Bananas? you mouth, as from the doorway bounces a kittymorph in a labcoat and a nattily-feathered fedora, followed by a fawn-coloured kitgirl carrying cookies and beaming. Both of them are juggling bananas. Both of them charge past everyone else and up the steps and around the corner and vanish into the growing croak of frogsong, tails lashing. And then down from the parapet above the door slides a thunderous bundle of petticoats, shrieking wildly. The only phrases you can hear in the din are “-never trust lozenges-” and “-scones! it's all the fault of the scones!” and repeatedly, “-this isn't PROPER!” before a tall, lanky fellow leans out, grabs hold of the petticoat-bundle's wrists and lowers her gently to the ground.

Thank you, Ahab,” the bundle of petticoats says, brushing herself down, a very pointed nose re-emerging from under a ridiculous hat. The lanky fellow lowers himself down and smiles at you, brief and quiet. You're a little too harassed to smile back, however, until a woman suddenly appears on the nearest rooftop in a blare of bagpipes and a spill of brown hair. The croaking of frogs and the patter of impromptu rain is completely drowned for a moment as the bagpipes skirl and drone and skirl and everyone automatically stuffs hands, knees or other appendages into their ears, and you scuttle deeper into your gutter, trying to block out the Demon Noise. Around you, though, the frog is dancing.

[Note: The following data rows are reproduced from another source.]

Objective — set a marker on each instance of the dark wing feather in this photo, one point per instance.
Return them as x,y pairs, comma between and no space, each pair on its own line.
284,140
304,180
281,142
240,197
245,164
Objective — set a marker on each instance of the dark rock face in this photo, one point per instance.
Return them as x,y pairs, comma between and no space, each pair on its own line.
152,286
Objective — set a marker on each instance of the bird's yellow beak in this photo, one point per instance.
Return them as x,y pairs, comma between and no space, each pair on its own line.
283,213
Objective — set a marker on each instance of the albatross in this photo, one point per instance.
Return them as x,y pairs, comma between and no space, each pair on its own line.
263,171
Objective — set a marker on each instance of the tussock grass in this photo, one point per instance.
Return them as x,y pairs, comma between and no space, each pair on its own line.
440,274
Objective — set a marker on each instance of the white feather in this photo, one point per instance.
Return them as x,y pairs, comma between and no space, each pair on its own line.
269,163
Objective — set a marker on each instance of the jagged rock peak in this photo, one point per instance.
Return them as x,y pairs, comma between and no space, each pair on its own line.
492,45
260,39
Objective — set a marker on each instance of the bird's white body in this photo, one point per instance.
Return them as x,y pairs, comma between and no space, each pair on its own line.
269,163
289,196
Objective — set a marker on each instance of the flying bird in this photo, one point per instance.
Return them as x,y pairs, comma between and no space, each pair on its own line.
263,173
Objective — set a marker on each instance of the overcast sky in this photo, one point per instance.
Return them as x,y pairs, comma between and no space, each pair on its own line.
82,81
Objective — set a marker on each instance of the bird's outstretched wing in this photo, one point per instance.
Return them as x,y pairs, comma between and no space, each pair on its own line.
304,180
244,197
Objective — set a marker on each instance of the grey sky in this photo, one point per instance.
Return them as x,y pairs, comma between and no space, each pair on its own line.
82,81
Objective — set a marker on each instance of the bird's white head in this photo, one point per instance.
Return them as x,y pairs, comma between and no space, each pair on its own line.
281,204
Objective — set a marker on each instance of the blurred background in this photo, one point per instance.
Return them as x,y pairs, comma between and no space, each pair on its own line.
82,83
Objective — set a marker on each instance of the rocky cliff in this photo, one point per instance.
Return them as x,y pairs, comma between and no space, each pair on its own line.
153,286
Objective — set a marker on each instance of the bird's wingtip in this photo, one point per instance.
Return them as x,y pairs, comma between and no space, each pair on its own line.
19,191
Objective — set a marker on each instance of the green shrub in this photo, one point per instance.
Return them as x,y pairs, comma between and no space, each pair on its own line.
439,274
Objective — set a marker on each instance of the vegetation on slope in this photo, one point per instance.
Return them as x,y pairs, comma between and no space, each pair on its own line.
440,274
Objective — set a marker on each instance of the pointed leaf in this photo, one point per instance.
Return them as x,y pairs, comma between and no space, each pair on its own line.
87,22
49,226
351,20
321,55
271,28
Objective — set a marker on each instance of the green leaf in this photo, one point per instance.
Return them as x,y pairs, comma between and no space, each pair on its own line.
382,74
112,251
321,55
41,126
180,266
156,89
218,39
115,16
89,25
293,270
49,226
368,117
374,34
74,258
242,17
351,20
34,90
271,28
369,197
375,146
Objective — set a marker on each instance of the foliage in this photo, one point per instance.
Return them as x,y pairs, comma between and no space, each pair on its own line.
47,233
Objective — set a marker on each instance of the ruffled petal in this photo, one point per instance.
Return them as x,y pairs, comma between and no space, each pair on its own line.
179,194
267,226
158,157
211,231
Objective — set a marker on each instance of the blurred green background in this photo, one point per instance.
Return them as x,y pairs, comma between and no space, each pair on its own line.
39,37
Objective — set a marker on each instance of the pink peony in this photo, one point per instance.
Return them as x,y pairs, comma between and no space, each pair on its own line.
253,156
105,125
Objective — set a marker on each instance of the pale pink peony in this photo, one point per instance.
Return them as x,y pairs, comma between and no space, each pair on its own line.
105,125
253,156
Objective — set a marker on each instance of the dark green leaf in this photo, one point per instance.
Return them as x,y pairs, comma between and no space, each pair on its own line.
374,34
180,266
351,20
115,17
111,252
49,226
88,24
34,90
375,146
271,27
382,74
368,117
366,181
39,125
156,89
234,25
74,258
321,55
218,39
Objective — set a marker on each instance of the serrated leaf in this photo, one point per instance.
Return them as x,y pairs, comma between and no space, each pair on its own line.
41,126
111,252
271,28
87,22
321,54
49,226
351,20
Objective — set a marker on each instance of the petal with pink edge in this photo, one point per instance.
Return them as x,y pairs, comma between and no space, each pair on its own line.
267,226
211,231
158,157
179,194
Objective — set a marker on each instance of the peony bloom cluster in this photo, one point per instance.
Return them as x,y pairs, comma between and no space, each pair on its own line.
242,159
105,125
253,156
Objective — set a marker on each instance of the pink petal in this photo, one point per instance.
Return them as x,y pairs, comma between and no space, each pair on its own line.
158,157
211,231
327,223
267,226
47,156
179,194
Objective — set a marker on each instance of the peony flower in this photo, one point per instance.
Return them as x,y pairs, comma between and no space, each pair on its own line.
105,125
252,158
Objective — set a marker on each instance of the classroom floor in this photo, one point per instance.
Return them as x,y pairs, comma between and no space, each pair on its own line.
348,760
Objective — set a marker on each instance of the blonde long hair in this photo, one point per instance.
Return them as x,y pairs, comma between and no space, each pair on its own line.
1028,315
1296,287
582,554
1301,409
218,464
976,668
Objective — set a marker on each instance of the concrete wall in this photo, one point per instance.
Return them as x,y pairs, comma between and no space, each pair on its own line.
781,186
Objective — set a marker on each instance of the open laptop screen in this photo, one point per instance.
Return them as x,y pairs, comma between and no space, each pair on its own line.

You blink. The frog is - jigging, step-dancing a miniature ceilidh (and tripping over its feet), when out of the doorway stomps a woman with heterochromatic eyes, a shaggy-haired man with a guitar, and a valkyrie on a kittybike humming ho-jo-toho under her breath. Or at least that's what you make out on her lips because she's smiling at you too, and so is the man clutching the kilt and the man with the cane and the man with the ears, only that's a toothier smile than you'd prefer, and they're smiling at each other as the rain pours down and the frog does a clumsy backflip into a puddle and pink rosepetals flood about your knees and they're all happy, and ridiculously relieved, and for some reason you're happy too although you're not sure why. All you know is, there are no crumpets, but there are brownies. You're not going to Aunt Miriam's for tea after all, you're going to be eating brownies in hose-rain while a frog caboodles about your feet and demon music skirls above the roofs. And you don't know what just happened, who these people are and what the hell the bananas were for, but there are brownies. And things are always better with brownies.

“This is GERM,” a voice says into your ear and you scoot back in a wave of wet crumpets, blinking. But it's an old feller, tweedy and smiling as he clutches a lunchbox, nodding at some of the others dancing in the hose-rain with the frog. He hands you a Werther's Original and you take it, bemused. “Scuse me,” he says, “But I think it's time to head to the cloakroom for some celebrations. You coming?

OOC Note: Feel very, very free to fiddle with how you've been portrayed, or speech defects, or whatever. Huzzah!